WRT the question of testing posed by OP, all three of my kids have been assessed. The girls were evaluated at age three to start school a year early. Our son, who is academically the strongest, wasn't socially ready for early school entry, so he was tested at 4, purely so that he wouldn't later think he had been neglected. We've never used his results for any form of advocacy because his school performances have provided adequate evidence of his abilities.

Ozeaglemum · 24/03/2020 12:54

OP, I totally encourage the notion of parents imparting knowledge if kids are interested. If you're a smart person who knows a lot about how things work and you've got bright, inquisitive child(ren), own it, do it and don't worry about what anyone else thinks. Our super cool teenagers quite openly appreciate the fact that they can intelligently converse with their parents on a wide range of topics. Our eldest wasn't quite so appreciative in her teens but now that she has chosen the same profession, she is quite keen on 'shop talk' with us.

ReadySteadyGo123 · 09/05/2020 01:15

Hi OP. Hope you don’t mind me adding my voice to the posters above, but I would urge you not to discount ASD. Your post could have been written word for word about my son at that age. Look up hypernumeracy rather than hyperlexia though (my son was pointing out numbers from 12 months, but we taught him to read.) Social skills are tricky to judge aged three, but now at nearly five the difference between him and his peers is becoming clearer, and according to parents on the hyperlexia group I’m part of on FB, it becomes even clearer at 7ish.
He also used to say didn’t want to go to nursery (but ‘seemed fine’ when he got there- including being ‘popular’ etc.) I also thought it might be because he was bored, but now I believe it’s a mixture of issues with transitioning (something I never spotted as an issue before now, even though I was looking out for it; it was quite subtle) and sensory overwhelm from having so many kids in a room together. He has sensitive hearing and an amazing memory, so any negative association however tiny, endures. We are grateful for the lockdown as it’s giving us a chance to regroup and not having to go in to nursery has been helpful. None of these issues were particularly obvious at your son’s age.
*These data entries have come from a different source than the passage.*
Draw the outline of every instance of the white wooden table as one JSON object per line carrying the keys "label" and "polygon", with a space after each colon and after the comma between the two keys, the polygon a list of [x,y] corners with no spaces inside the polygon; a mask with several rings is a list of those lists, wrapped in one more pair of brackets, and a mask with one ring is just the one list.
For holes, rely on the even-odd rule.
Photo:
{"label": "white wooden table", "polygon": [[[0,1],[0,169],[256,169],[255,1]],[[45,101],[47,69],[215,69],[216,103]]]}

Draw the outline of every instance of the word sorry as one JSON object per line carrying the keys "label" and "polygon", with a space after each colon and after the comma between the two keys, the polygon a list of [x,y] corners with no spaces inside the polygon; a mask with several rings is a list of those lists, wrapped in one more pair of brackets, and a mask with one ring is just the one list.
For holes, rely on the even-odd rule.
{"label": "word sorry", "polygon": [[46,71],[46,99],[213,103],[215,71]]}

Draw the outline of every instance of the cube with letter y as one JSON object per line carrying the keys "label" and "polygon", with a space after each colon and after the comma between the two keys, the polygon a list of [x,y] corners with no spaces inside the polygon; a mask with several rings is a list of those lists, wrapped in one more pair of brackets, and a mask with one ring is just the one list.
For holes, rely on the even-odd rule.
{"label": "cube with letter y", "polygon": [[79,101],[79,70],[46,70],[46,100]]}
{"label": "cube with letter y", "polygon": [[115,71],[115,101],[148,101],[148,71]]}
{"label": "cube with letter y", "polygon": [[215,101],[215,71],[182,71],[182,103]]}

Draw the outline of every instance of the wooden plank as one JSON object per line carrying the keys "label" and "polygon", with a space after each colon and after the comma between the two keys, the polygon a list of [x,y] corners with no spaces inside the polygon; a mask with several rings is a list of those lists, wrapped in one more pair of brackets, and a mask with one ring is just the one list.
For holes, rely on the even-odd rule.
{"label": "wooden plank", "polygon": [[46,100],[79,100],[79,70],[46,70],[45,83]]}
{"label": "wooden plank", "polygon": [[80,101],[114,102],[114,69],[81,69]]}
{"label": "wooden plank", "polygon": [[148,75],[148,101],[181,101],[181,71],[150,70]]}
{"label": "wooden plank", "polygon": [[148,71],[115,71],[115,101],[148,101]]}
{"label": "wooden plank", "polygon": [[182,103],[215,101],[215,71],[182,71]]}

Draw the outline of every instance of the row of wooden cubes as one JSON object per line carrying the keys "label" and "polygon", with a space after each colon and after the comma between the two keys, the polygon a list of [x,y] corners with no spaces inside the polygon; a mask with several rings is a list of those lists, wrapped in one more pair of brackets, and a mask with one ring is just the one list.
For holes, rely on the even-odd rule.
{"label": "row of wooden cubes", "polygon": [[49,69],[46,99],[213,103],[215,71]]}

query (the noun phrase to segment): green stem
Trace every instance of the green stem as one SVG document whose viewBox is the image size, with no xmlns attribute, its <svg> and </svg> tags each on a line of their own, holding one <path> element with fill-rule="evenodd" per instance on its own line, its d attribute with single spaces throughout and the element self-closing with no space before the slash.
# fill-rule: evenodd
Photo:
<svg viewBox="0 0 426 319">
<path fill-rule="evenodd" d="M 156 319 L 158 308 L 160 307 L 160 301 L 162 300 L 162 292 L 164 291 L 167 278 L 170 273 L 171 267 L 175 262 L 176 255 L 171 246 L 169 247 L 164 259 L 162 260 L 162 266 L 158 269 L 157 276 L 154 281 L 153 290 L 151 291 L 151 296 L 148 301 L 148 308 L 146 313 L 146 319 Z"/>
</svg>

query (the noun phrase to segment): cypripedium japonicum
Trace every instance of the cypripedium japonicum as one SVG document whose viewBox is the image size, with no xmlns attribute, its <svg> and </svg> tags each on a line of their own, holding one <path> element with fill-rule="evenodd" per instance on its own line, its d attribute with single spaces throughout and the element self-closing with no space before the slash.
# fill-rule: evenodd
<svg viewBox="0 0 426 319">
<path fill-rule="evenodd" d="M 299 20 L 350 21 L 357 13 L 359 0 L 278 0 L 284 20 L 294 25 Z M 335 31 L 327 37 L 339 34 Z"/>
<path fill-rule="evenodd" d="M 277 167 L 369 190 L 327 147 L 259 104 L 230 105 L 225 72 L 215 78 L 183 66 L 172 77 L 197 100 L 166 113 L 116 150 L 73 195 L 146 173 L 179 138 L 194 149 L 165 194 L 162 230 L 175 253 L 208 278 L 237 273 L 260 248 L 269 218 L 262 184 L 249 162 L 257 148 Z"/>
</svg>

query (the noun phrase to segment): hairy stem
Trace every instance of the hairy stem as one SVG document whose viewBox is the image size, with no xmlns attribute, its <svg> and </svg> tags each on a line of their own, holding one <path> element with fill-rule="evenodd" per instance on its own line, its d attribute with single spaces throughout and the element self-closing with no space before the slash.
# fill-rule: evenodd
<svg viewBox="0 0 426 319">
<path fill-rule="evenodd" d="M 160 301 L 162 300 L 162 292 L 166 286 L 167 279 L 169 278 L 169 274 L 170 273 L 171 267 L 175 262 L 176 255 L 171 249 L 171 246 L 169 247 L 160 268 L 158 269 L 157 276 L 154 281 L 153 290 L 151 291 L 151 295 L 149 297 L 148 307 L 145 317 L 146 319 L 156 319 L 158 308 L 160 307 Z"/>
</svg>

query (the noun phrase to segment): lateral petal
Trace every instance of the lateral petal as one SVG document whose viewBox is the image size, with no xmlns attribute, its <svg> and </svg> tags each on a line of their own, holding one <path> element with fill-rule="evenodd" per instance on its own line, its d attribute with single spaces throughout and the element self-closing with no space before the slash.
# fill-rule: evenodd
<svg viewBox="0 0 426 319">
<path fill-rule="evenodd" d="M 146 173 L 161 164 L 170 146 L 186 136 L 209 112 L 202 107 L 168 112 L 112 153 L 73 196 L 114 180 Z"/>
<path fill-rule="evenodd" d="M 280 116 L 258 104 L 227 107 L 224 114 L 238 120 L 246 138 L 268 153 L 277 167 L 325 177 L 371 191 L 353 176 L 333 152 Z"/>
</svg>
The reason I wanted to mention it is that waiting lists for ASD assessments (private or NHS) are long...
I’m increasingly convinced my son is on the spectrum somewhere- probably 2e (twice exceptional- gifted and autistic.) We had his IQ assessed just as he was turning three, but I don’t believe his result (172 with the Stanford Binet) will remain stable over time. IQ results for very young kids are notoriously unstable. What I do believe is that social skills should be the focus for kids like ours at this age. The fact that he had no language delay, was and is very affectionate, and has a great sense of humour all meant that it took longer for me to spot that he was also autistic (mostly because of unhelpful stereotypes about autistic people, but that’s another story.) Anyway just wanted to come on and point you towards hypernumeracy if you hasn’t already found it.